Free lecture Fourth Presbyterian Church.
Where: Fourth Presbyterian Church, 126 E. Chestnut Street 312.981.3386. Offered through the Center for Life and Learning for those 60 and more.
Power of Attorneys and Living Wills
Wednesday, March 14, 2018 10:30–11:30 a.m. Register online here
The Center for Disability and Elder Law will be offering a free presentation with the CLL addressing legal services for powers of attorney for healthcare and property, and living will declarations. Come learn more about these important documents and get your questions answered. Participants will have the opportunity to sign up for free one on one consultations in drafting the documents.
Thursday, March 22, 2018 11:30 a.m.–12:30 p.m. Register online here
Join Denise A. Greiner from Northwestern Medical Group’s Audiology Services as she discusses hearing loss. Denise will cover the different types of hearing loss, communication strategies for individuals with hearing loss, hearing aid styles and technology and expectations with hearing aid use.
The Fourth Presbyterian Church of Chicago was organized on February 12, 1871, through the merger of two older congregations, founded in 1848 and 1855.
The new congregation spent six months refurbishing North Presbyterian’s existing church building on the southeast corner of Wabash and Grand and rededicated the renovated structure on Sunday, October 8, 1871. A few hours later the church burned to the ground in the Chicago Fire.

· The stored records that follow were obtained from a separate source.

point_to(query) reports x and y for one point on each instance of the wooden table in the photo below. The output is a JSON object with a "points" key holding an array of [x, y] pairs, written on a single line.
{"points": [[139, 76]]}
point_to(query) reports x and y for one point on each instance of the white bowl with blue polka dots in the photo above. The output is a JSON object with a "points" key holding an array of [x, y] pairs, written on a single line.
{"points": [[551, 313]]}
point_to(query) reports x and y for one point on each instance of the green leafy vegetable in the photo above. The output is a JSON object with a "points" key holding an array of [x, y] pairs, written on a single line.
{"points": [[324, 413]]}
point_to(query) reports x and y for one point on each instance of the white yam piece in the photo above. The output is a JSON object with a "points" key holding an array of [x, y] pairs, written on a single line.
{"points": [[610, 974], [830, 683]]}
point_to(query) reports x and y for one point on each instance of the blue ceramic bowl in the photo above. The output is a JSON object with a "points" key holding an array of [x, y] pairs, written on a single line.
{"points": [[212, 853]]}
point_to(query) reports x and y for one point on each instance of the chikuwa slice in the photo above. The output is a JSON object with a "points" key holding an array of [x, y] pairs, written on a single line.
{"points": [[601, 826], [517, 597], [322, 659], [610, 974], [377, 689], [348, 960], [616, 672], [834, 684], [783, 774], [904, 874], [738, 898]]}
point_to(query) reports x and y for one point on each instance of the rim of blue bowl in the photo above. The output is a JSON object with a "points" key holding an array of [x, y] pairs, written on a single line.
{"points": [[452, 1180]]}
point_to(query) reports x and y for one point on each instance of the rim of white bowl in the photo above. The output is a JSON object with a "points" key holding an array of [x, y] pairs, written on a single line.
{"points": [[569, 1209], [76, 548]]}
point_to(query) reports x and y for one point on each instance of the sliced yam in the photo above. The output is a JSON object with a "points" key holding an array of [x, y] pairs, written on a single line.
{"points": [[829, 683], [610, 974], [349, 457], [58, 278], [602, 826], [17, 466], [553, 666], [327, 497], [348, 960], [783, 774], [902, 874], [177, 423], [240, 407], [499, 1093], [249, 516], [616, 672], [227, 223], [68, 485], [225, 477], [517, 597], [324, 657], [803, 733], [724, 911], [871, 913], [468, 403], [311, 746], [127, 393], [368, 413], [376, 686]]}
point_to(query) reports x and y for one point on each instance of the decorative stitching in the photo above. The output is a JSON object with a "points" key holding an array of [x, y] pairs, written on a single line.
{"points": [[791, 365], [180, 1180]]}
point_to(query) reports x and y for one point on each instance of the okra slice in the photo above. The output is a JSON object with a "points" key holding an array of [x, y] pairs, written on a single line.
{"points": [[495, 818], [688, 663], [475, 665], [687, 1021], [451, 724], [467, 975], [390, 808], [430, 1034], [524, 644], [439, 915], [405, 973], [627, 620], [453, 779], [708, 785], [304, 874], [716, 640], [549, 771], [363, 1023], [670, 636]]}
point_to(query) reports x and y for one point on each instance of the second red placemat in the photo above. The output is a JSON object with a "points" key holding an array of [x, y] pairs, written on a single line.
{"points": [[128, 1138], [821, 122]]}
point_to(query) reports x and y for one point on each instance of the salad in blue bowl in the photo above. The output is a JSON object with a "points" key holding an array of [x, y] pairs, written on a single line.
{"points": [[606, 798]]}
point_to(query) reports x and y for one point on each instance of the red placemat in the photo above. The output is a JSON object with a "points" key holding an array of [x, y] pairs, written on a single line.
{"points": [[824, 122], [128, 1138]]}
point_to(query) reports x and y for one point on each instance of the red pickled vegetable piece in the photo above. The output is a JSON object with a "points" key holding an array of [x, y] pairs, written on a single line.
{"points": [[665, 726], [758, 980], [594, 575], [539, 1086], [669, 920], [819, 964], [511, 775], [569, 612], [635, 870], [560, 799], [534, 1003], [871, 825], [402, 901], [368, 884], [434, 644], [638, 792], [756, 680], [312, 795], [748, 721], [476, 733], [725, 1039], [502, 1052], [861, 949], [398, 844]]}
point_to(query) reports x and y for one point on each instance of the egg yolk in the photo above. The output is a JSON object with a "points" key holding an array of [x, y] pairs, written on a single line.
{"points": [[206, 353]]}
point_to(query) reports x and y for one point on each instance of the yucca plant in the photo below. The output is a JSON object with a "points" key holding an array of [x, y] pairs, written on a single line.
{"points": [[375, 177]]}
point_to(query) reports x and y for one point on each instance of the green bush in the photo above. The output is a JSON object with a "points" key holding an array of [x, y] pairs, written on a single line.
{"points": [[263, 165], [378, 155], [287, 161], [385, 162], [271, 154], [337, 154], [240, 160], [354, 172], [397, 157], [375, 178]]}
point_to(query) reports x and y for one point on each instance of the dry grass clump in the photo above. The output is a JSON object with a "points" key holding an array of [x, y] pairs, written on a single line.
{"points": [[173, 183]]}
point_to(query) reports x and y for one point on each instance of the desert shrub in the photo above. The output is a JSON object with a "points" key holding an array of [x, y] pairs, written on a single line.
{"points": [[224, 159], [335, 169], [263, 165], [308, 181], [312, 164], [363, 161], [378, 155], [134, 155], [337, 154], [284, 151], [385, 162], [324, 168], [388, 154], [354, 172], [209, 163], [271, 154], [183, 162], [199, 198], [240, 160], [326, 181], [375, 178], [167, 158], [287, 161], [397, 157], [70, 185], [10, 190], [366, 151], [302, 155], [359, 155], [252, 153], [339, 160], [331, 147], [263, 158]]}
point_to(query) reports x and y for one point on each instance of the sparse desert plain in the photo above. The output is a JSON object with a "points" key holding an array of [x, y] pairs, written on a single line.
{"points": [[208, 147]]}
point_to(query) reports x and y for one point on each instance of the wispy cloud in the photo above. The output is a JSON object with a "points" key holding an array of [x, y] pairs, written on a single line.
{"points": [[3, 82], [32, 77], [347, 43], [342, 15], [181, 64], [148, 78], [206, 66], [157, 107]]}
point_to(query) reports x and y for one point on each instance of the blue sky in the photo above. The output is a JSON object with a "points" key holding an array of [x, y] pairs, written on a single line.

In February 1874 they dedicated a stone church on the northwest corner of Rush and Superior Streets that they would use for just over forty years.
In 1911 Fourth Church had outgrown its property at Rush and Superior. They purchased a plot of land three blocks north, on what would later become Michigan Avenue, and the cornerstone for a new edifice was laid on September 17, 1912.
The Sanctuary was designed by architect Ralph Adams Cram, the parish buildings around the courtyard by architect Howard Van Doren Shaw, and the stained glass windows by Charles J. Connick. The interior painting and decoration of the Sanctuary was overseen by Frederick Clay Bartlett. The new church was dedicated in 1914.Except for the Water Tower complex which survived the Chicago Fire of 1871, Fourth Church is now the oldest surviving structure on Michigan Avenue north of the river.